The USPS is not covered by Biden’s separate rules, which required 3.5 million federal workers to be vaccinated or obtain medical or religious exemptions by Nov. 22.

The USPS warned that the rules would likely result in the loss of “a lot of employees”.

He said asking the USPS “to absorb what could inevitably be a dramatic loss of employees at a time when the labor market is extremely tight and in the midst of the Postal Service’s peak season would have a potentially catastrophic impact. on our ability to provide services.”

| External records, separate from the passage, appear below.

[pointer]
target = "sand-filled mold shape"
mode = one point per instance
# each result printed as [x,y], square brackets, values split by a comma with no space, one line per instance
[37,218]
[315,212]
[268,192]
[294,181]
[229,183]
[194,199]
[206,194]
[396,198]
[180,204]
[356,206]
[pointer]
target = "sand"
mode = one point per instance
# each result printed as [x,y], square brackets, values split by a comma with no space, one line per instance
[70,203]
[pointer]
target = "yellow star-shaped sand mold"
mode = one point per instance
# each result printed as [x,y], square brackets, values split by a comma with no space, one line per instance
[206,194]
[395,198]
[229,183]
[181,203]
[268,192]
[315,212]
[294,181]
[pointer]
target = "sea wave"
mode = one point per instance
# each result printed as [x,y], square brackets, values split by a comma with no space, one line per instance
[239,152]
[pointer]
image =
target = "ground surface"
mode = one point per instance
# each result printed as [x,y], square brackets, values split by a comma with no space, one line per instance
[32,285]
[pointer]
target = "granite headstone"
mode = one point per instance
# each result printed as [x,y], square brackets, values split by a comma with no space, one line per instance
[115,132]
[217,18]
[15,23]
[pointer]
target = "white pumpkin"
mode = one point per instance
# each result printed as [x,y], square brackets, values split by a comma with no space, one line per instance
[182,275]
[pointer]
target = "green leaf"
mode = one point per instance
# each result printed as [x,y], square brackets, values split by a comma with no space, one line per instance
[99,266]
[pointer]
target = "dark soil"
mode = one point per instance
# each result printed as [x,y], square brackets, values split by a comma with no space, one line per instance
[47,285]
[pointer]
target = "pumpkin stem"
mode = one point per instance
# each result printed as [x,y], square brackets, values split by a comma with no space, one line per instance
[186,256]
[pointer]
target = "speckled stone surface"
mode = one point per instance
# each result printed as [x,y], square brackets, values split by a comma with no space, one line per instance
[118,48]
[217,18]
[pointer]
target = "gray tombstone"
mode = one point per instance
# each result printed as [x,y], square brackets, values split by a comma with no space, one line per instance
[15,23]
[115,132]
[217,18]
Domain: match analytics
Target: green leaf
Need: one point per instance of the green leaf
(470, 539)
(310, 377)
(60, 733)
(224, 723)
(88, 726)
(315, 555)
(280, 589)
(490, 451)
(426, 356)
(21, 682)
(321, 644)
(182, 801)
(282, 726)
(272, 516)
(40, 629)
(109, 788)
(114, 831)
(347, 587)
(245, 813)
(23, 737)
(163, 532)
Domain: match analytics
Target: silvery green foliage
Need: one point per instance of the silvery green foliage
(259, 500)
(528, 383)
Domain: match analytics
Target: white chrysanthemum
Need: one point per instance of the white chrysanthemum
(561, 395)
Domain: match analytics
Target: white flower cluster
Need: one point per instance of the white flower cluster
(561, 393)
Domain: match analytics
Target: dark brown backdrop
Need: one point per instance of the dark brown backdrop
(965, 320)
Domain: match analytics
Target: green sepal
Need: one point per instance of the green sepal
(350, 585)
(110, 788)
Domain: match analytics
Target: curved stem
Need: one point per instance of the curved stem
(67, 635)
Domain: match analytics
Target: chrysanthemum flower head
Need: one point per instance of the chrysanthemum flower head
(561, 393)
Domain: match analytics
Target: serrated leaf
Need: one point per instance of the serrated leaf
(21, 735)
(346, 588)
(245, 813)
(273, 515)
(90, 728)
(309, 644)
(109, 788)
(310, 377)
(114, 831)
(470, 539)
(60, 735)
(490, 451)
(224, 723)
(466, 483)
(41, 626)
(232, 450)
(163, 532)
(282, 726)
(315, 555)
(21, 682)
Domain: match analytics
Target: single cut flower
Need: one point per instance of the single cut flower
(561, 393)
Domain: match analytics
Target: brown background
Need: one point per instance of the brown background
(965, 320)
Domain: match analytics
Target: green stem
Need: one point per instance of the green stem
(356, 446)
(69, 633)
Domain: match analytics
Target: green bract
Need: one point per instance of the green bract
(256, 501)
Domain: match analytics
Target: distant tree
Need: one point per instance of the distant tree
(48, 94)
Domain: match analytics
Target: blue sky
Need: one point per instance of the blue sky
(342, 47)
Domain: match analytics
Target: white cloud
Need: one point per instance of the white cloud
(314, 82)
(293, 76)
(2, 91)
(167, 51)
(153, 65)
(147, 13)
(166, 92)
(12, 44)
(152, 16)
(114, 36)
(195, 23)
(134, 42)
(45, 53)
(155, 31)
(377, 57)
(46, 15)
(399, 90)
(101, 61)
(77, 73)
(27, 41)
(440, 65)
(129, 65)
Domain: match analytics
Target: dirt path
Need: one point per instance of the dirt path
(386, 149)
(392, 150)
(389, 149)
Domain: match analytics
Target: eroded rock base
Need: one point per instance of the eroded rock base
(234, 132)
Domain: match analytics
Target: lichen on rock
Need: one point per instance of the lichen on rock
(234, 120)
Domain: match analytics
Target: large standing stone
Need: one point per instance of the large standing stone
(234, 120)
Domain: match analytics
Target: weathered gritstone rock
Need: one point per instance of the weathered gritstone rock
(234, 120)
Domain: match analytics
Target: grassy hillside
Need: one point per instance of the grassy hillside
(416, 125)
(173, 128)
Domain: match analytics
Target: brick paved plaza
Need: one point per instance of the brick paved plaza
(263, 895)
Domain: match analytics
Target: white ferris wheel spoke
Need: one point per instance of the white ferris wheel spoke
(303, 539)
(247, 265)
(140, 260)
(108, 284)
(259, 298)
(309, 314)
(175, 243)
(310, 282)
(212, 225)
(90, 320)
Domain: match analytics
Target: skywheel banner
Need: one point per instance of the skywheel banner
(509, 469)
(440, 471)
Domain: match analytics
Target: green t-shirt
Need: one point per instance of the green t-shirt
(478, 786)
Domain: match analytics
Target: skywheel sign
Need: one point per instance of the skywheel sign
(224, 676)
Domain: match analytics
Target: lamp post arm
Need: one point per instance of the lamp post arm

A Department of Labor spokesperson said OSHA has received the request from the USPS and is reviewing it. OSHA determined that compliance was “achievable for employers with 100 or more employees, including the Postal Service,” the spokesperson added.

The Temporary Emergency Standard (ETS) released in November requires employees in organizations with more than 100 workers to be vaccinated or tested weekly and subject to strict face mask requirements. Last month, a US appeals court reinstated the ETS’s mandate.

On Friday, the Supreme Court is due to hear arguments on the issue.

OSHA last month extended the deadline for compliance, saying it would not issue citations until January 10 and would not issue citations for non-compliance with testing requirements until February 9 if employers complained. strive to comply.

Join now for FREE unlimited access to Reuters.com

Register

Reporting by David Shepardson; Editing by David Gregorio & Simon Cameron-Moore

Our standards: The Thomson Reuters Trust Principles.